# Anybody from South Dakota?



## Old Dummy (Sep 1, 2020)

I've pondered the idea of retiring there, but never been there, and know little about it other than what I've learned online.


----------



## CinnamonSugar (Sep 2, 2020)

My son lives about an hour north of Sioux Falls in a small town.  I’ve visited one time, in early May.  It’s flat.  It’s windy.  Farm land stretches for miles and miles and miles... then there’s a house and some trees; repeat lol.   Beautiful “big” skies; sunsets last an hour. Haven’t been to other parts of the state, just my experience.


----------



## Manatee (Sep 2, 2020)

You might want to check the winter temperatures before you go.


----------



## jujube (Sep 2, 2020)

We were in Hill City one summer.  Apparently it had snowed in early June.  All I know is that it was hotter than the hinges of hell in July.  Not sure that I want to live somewhere with such extremes.

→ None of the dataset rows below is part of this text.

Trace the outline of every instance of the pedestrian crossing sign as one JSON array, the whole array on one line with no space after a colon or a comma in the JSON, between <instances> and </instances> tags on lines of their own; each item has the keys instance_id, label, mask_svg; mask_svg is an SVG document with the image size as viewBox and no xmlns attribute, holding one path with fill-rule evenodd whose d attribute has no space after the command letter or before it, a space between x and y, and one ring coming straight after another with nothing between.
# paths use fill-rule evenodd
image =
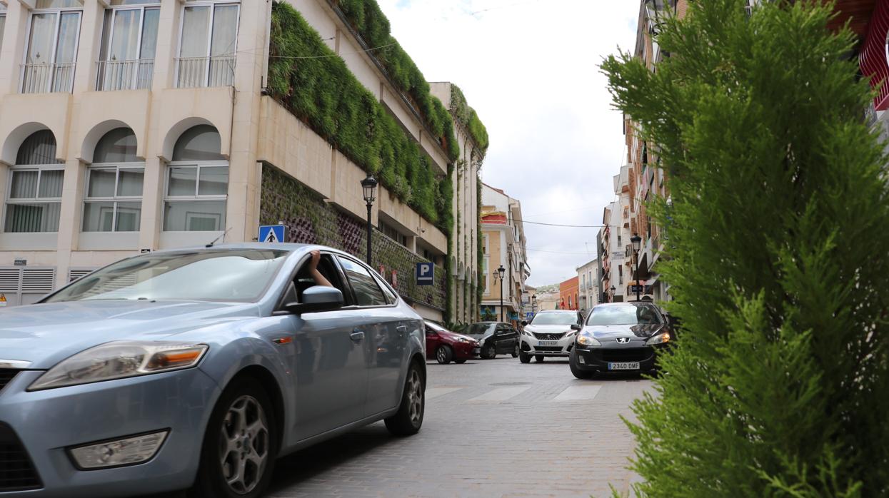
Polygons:
<instances>
[{"instance_id":1,"label":"pedestrian crossing sign","mask_svg":"<svg viewBox=\"0 0 889 498\"><path fill-rule=\"evenodd\" d=\"M260 226L260 233L257 240L260 242L284 242L286 233L283 225L263 225Z\"/></svg>"}]
</instances>

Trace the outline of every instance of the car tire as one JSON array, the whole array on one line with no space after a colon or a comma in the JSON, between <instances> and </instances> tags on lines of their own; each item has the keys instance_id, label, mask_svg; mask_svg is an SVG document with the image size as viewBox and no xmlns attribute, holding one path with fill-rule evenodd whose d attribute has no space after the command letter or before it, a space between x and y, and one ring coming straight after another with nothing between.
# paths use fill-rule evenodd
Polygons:
<instances>
[{"instance_id":1,"label":"car tire","mask_svg":"<svg viewBox=\"0 0 889 498\"><path fill-rule=\"evenodd\" d=\"M571 367L571 373L579 379L591 379L596 375L596 370L584 370L581 368L577 364L577 355L574 353L572 353L568 365Z\"/></svg>"},{"instance_id":2,"label":"car tire","mask_svg":"<svg viewBox=\"0 0 889 498\"><path fill-rule=\"evenodd\" d=\"M451 362L451 359L453 358L453 352L451 348L442 344L436 348L436 360L442 365L447 365Z\"/></svg>"},{"instance_id":3,"label":"car tire","mask_svg":"<svg viewBox=\"0 0 889 498\"><path fill-rule=\"evenodd\" d=\"M404 379L398 411L387 418L386 429L393 436L412 436L420 432L426 411L426 379L416 362L411 362Z\"/></svg>"},{"instance_id":4,"label":"car tire","mask_svg":"<svg viewBox=\"0 0 889 498\"><path fill-rule=\"evenodd\" d=\"M188 496L261 496L271 479L278 450L276 422L272 403L259 381L241 377L228 384L210 415L197 477ZM247 447L249 452L239 451ZM244 475L229 484L236 469Z\"/></svg>"}]
</instances>

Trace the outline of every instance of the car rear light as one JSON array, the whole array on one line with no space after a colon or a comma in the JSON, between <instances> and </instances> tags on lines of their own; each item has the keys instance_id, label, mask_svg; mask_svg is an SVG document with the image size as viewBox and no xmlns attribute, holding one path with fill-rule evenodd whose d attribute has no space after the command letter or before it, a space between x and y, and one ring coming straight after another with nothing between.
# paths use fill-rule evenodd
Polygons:
<instances>
[{"instance_id":1,"label":"car rear light","mask_svg":"<svg viewBox=\"0 0 889 498\"><path fill-rule=\"evenodd\" d=\"M169 431L130 436L68 449L82 470L132 465L150 460L166 439Z\"/></svg>"}]
</instances>

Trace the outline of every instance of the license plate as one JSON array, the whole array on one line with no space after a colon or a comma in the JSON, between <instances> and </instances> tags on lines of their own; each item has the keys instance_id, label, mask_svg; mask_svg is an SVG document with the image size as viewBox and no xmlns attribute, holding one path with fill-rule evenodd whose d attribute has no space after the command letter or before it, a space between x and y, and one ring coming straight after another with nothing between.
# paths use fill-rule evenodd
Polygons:
<instances>
[{"instance_id":1,"label":"license plate","mask_svg":"<svg viewBox=\"0 0 889 498\"><path fill-rule=\"evenodd\" d=\"M638 361L619 361L617 363L609 363L609 370L638 370L639 362Z\"/></svg>"}]
</instances>

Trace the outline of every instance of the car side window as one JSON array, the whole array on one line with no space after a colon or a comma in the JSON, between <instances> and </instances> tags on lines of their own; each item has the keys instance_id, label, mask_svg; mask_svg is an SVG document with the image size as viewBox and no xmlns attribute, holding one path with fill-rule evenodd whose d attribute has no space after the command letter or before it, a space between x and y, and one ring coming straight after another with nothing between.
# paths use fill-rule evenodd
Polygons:
<instances>
[{"instance_id":1,"label":"car side window","mask_svg":"<svg viewBox=\"0 0 889 498\"><path fill-rule=\"evenodd\" d=\"M385 306L388 304L383 291L380 289L377 281L371 273L357 263L346 258L338 257L342 269L346 272L348 283L352 284L356 304L359 306Z\"/></svg>"}]
</instances>

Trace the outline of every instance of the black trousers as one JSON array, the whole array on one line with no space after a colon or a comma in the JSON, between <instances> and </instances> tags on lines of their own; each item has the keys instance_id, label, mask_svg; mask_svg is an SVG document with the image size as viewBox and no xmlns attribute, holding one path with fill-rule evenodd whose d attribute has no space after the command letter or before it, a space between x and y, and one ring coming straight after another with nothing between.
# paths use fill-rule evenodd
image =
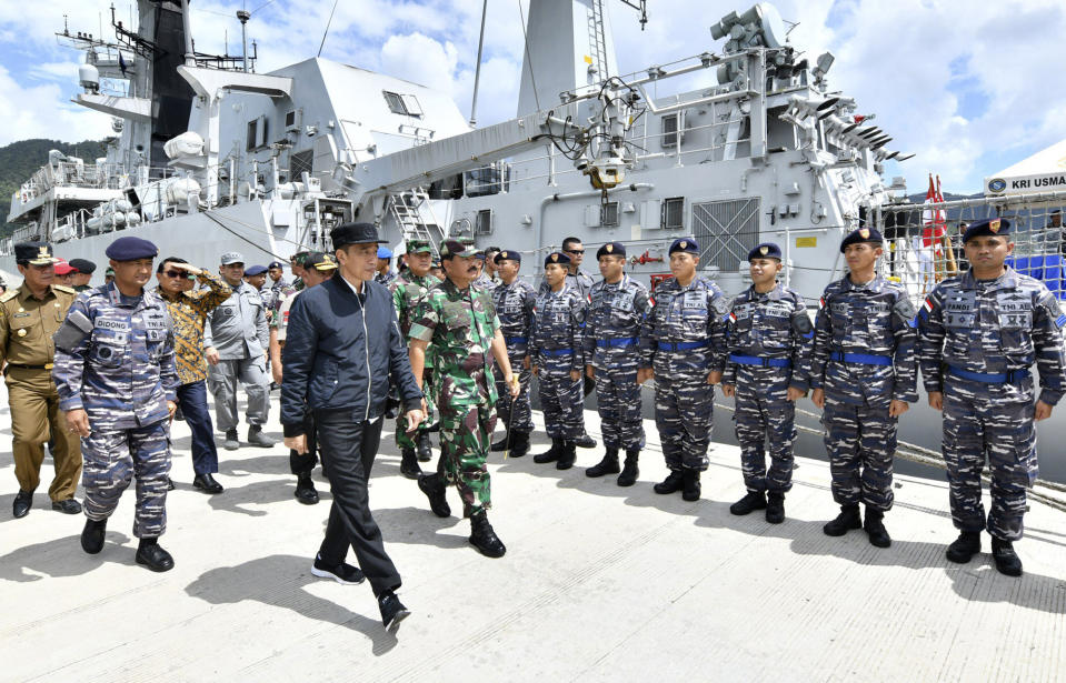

That said, the Black Hills are beautiful!  I really enjoyed all the sights....Needles Highway, Mt. Rushmore, the caves, the rock-hunting, the buffalo....


----------



## Old Dummy (Sep 2, 2020)

I did compare temps before I made this thread. Depending on where in SD, but it averages 5-10° warmer in July, and 5-10° colder in January than where I am now. 

I can live with that, but it does have more violent weather than I do, and the eastern part is in the proverbial "Tornado Alley." That's not so good.

So who knows? I'll probably croak right where I am, although Florida is still a possibility. But the thought of moving at age 71 or 72 with no help gives me a headache.


----------



## fmdog44 (Sep 2, 2020)

Come to the Gulf Coast where water is plentiful during hurricane season.


----------